I recently signed up for a small dedicated server at Kimsufi.co.uk for the grand price of £14 a month which I think is pretty good price for what you get.

BrandIntel
ModelCeleron / Atom
Frequency1.20+ GHz
Architecture64 bits
NICFastEthernet
Memory2 GB
Hard disk1 TB
FTP Backup100 GB
BandwidthHeaps more than I need :-)
The machine itself is nothing special but they do have remote management and you can install a variety of Linux and Windows operating systems. I am quite happy with their service and management tools but I wasn't happy with the fact that they run their own custom kernels on them. The kernel that they install is a 'grsec' hardened 3.2 kernel but this caused a variety of issues when doing 'yum update', mainly dependency issues. I Googled around and found a few different solutions on remotely installing CentOS which were all basically variations on the way I describe in a previous post using [grub to re-install](http://www.thegoldfish.org/2009/12/reinstall-centos-using-grub/). Whatever I tried with this including [using VNC](http://forum.ovh.co.uk/showthread.php?t=4991) and attempting a fully automated install with a tested kickstart file it would become unresponsive when rebooting into the OS the first time.

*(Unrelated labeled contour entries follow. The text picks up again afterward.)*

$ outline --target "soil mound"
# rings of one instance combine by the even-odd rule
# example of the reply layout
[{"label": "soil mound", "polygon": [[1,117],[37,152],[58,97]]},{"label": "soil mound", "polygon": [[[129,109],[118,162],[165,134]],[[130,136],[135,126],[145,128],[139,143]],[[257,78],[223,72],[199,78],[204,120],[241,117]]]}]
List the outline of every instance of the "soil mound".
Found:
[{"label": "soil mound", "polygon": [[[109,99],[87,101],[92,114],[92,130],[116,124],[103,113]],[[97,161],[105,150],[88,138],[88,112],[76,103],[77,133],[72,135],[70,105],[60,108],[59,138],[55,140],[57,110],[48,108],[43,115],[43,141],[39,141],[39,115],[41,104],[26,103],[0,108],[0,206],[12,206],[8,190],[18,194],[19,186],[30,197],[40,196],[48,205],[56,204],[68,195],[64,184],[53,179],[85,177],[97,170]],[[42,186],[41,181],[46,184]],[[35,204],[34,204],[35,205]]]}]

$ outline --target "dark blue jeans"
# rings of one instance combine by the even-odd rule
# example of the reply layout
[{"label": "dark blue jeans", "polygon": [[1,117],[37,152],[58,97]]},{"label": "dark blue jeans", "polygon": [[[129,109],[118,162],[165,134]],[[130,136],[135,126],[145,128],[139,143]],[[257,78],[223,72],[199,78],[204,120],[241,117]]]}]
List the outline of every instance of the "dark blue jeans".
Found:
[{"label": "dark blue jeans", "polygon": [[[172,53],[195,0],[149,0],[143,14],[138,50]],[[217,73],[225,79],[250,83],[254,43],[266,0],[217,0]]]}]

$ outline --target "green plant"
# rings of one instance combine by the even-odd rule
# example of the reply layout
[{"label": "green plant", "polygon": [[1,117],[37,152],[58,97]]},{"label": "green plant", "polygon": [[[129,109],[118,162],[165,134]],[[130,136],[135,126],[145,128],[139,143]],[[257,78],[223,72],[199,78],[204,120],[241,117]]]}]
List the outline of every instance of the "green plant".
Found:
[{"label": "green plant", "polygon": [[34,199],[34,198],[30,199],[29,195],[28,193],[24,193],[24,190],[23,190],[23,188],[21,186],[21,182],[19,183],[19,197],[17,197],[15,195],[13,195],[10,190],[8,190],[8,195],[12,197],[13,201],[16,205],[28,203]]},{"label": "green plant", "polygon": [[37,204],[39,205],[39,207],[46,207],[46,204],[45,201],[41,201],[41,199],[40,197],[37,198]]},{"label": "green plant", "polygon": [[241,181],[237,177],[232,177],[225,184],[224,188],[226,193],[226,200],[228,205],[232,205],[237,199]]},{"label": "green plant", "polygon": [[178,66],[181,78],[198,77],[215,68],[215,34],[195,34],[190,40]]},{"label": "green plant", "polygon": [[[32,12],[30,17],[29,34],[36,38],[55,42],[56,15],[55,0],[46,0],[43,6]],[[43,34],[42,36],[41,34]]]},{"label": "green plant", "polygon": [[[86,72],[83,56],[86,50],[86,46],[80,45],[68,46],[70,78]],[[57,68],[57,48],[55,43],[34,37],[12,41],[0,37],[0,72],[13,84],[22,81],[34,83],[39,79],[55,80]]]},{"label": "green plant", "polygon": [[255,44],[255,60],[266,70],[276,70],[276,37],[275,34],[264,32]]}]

Instead of all these methods I should have been thinking inside the box instead of outside it :-(

Solution:

yum install kernel

Then add the following stanza to /etc/grub.conf modified to suit the kernel that was installed (Check under /boot/ for the file names).

title CentOS (2.6.32-220.23.1.el6.x86_64)
        root (hd0,0)
        kernel /vmlinuz-2.6.32-220.23.1.el6.x86_64 root=/dev/sda2 ro
        initrd /initramfs-2.6.32-220.23.1.el6.x86_64.img

and change:

default=0

to:

default=1

After a reboot we end up with the correct stock kernel and the yum issues disappear.

The system is much closer to a normal installation and the only thing I am still unhappy with is the filesystem mounted at / is a physical partition instead of on LVM. This should be easily resolvable by creating a new logical volume and copying everything over and some updates to /etc/fstab and /boot/grub/grub.conf to point at the logical volume and a selinux relabel but I will leave that for another day.